Aquí os adjunto algunas pistas sobre el montaje y la obra que vamos a ver:

Es una de las obras más representadas y conocidas de nuestro teatro del Siglo de Oro porque es sin duda una de las mejores obras teatrales de todos los tiempos. Ésta es su tercera puesta en escena por la Compañía Nacional de Teatro Clásico en 25 años, tampoco es tanto si nos comparamos con el culto anglo a Shakespeare. Siempre tiene algo que decirnos. Y en esta ocasión nos recuerda que Pedro Calderón de la Barca hizo hace cuatro siglos una pieza rebelde, provocadora, audaz y valiente como pocas. Tenía su autor 51 años, era famoso y reverenciado, salía de una gran crisis personal y supondría su última aportación a los asuntos políticos antes de hacerse sacerdote y dedicarse sobre todo a los autos sacramentales.

El alcalde de Zalamea reivindica a los villanos, la incipiente burguesía, dos siglos antes de la Revolución Francesa. Crítica el grado de opresión injusta que sufrían por parte de la aristocracia y su brazo armado. Justifica su rebeldía contra los abusos del poder, y hace que el rey y el general tengan que plegarse a lo decidido por el alcalde, porque es justo y va más allá de la legalidad vigente. Reinaba Felipe IV y no sabemos si llegó a conocer la obra; es muy posible que al menos lo hiciera de referencias. Los tercios españoles se batían en retirada, se perdían Flandes y Portugal. Era toda una provocación por parte de Calderón hacer que un villano se impusiera al poder absoluto aunque solo fuera en un escenario. Arriesgó su vida y su hacienda con ello, pero no fue castigado ni marginado. Un ejemplo para autores y autoridades de nuestros días.

Pero la obra no ha sido leída de esta forma y generaciones de eruditos se han perdido en meandros de significados. No haga caso a nadie y juzgue por sí mismo. En un tiempo de apariencias y de falsas progresías, como la operación de resucitar Mahagonny en el Teatro Real, el alcalde de Zalamea pertenece a una tradición de nuestro teatro clásico de la que hay razones para enorgullecerse: la de las denuncias del abuso de poder, entre los que podríamos incluir Fuenteovejuna, Del rey abajo, ninguno, Peribáñez y el Comendador de Ocaña o El mejor alcalde, el rey. Todas reflejan la fuerte tensión social existente entre nobles y villanos: un cortesano, a menudo un militar, atropella el honor del villano, que se ve obligado a tomarse la justicia por su mano, así como los desmanes que la soldadesca provocaba impunemente sobre los ciudadanos y la obligación, para los habitantes de los pueblos y aldeas en el camino del ejército, de alojar a los soldados en sus casas.
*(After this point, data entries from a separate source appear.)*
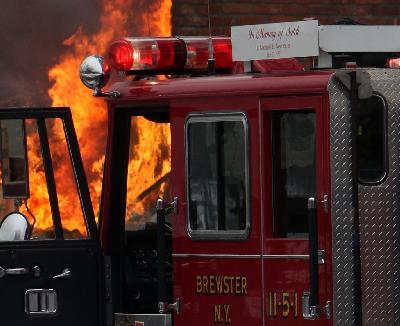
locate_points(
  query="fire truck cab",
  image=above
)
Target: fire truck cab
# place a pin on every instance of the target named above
(278, 202)
(281, 207)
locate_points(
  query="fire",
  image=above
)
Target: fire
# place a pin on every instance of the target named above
(90, 115)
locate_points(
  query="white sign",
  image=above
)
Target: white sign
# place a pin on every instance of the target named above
(275, 41)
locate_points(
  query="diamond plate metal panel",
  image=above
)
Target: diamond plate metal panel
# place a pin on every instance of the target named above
(379, 213)
(341, 205)
(380, 219)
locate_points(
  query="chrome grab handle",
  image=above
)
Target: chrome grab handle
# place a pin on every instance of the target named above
(66, 273)
(20, 271)
(17, 271)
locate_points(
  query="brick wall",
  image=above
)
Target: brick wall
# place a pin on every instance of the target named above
(190, 16)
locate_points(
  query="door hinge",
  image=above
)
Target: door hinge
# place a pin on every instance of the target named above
(164, 307)
(324, 203)
(311, 312)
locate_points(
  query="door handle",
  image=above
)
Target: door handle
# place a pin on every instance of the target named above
(20, 271)
(66, 273)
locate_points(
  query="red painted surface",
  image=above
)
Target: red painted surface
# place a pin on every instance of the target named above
(291, 275)
(254, 95)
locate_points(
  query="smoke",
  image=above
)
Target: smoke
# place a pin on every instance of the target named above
(31, 38)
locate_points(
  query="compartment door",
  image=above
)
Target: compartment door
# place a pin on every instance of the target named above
(294, 170)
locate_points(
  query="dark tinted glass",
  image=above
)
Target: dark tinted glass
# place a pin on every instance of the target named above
(372, 166)
(293, 155)
(216, 175)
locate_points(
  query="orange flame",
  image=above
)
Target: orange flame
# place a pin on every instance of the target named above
(90, 115)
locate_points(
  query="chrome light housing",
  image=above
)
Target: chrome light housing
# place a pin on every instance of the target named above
(94, 72)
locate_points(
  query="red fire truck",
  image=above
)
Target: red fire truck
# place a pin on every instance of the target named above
(282, 206)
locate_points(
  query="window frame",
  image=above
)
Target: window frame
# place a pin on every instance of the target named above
(274, 159)
(219, 117)
(385, 165)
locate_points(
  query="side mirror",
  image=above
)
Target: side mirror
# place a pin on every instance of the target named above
(14, 227)
(14, 164)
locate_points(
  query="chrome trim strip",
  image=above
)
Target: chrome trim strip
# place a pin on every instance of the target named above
(234, 256)
(286, 256)
(321, 257)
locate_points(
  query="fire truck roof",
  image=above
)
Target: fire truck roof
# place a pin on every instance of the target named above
(213, 86)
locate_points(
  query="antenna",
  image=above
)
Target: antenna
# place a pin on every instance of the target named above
(211, 60)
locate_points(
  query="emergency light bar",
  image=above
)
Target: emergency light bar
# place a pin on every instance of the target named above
(169, 55)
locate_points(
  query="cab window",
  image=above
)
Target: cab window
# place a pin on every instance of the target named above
(293, 162)
(217, 176)
(372, 141)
Apareció publicada por primera vez con el título ‘El garrote más bien dado’, que hace referencia a la aplicación sumarísima de la pena de muerte por garrote vil que decide el alcalde Pedro Crespo contra el capitán violador don Álvaro de Ataide. Uno de estos instrumentos aparece en escena, recordándonos que fue utilizado por última vez en España en 1974.

Como muy bien resume la Wikipedia, la obra narra el drama vivido en la localidad extremeña de Zalamea de la Serena al pasar las tropas españolas con motivo de la guerra de Portugal. El capitán Don Álvaro de Ataide, personaje de extracción nobiliaria es alojado en la casa del labrador rico de la localidad, Pedro Crespo, a cuya hermosa hija Isabel roba y ultraja. Cuando Pedro Crespo intenta remediar la situación, ofrece bienes a Don Álvaro para que se case con Isabel, a la que rechaza Don Álvaro por ser villana, es decir de clase inferior. Este desprecio afrenta definitivamente el honor de toda la familia de Pedro Crespo. En pleno trauma familiar, es elegido Alcalde de Zalamea y siguiendo una querella cursada a la justicia por la ultrajada Isabel, aún sin poseer jurisdicción sobre el militar, Pedro Crespo prende, juzga y hace ajusticiar a Don Álvaro dándole garrote. La trama se resuelve, cuando el Rey Don Felipe II, revisa la decisión del Alcalde, la ratifica y premia su decisión nombrando a Pedro Crespo alcalde perpetuo de Zalamea.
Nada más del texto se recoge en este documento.